There are some clever uses for the :target pseudo-class and attribute selectors. Some webkit proprietary code like gradients and reflections.

It also explains how to style lists and navigation. I would have liked to see a larger section for definition lists, because there’s only a small section and it sounds a bit negative (or even dismissive) and I don’t think it makes them justice.

There are some negative comments on CSS frameworks. Which I frankly agree with.

A good introduction to the IE layout issue. Some common browser bugs and how to fix them. And how to work with graded browser support.

Then on the examples, at certain points they can be a little repetitive, but there’s an interesting discussion about website widths, a brief example of using jQuery, which is rather nice.

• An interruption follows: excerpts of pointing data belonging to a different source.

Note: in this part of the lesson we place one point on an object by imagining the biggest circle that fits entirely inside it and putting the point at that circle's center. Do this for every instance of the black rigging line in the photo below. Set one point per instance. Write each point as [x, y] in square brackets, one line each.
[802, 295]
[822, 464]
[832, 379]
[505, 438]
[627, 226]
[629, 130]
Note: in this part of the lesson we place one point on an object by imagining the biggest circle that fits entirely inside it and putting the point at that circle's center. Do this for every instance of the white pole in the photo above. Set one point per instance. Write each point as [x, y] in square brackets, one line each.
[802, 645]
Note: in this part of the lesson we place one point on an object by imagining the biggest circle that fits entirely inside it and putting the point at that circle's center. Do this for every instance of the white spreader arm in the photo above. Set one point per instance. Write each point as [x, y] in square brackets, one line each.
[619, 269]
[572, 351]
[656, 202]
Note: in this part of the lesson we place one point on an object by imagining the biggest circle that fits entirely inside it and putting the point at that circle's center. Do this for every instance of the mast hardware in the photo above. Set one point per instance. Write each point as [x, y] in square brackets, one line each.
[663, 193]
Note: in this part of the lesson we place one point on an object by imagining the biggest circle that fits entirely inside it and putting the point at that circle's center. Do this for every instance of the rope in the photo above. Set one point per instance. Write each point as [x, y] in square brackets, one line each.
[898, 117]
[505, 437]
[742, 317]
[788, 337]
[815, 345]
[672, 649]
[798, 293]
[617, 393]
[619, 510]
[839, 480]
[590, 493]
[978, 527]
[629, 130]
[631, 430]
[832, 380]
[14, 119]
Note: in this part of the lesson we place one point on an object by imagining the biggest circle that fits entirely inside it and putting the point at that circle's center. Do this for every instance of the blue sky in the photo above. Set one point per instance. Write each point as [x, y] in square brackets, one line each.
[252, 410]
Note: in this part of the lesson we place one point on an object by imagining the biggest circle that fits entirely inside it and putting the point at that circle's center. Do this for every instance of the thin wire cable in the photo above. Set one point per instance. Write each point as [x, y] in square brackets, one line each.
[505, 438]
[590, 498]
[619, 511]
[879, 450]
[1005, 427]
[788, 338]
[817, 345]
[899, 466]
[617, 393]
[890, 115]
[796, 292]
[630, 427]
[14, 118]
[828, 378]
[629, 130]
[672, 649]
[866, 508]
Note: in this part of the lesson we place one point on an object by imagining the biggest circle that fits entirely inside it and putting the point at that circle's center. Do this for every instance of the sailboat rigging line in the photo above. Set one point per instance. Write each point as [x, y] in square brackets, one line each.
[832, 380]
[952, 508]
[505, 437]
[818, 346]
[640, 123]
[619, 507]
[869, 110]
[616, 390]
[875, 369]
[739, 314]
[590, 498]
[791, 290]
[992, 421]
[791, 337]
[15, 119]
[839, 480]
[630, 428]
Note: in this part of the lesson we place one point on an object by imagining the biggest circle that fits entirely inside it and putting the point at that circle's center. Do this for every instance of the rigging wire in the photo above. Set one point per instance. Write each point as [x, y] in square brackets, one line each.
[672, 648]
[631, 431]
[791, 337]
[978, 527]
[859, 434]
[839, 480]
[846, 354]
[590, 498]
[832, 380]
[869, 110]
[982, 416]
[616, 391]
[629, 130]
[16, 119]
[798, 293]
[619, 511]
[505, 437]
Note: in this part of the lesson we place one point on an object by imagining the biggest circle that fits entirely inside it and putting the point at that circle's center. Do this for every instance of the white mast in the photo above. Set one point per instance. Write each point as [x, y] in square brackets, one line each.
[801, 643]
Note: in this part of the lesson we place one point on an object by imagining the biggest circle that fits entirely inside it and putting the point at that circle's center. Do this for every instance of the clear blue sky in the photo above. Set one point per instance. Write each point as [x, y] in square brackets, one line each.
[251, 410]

In conclusion, as someone who had already read the book, reading it again was good, as there are always things that you forget or that you weren’t aware of, even though my experience now is completely different, and I can be a little more critical about it.

If I could change something in the book, I think I’d change the naming of CSS3 — in the specs it’s always mentioned with no spaces, and in the book it has a space between the second “S” and the number “3”. I know it sounds nitpicky, but it’s rather annoying for me, for some reason…

Also, there are some mentions to browsers that are already dated, even though the book is fairly recent (like “Safari 4 beta”, which is already out of Beta). But that’s just something that happens in our industry — things move too quickly. I’m just being nitpicky again.

So, have I learned anything from this second edition? I did learn a few things, but not much. I already use or know most of the techniques. But would someone starting to work with CSS learn anything from the book? Definitely yes. I used to always recommend the first edition whenever someone asked me for book recommendations, and I will keep recommending it with the second edition. It’s a must-have.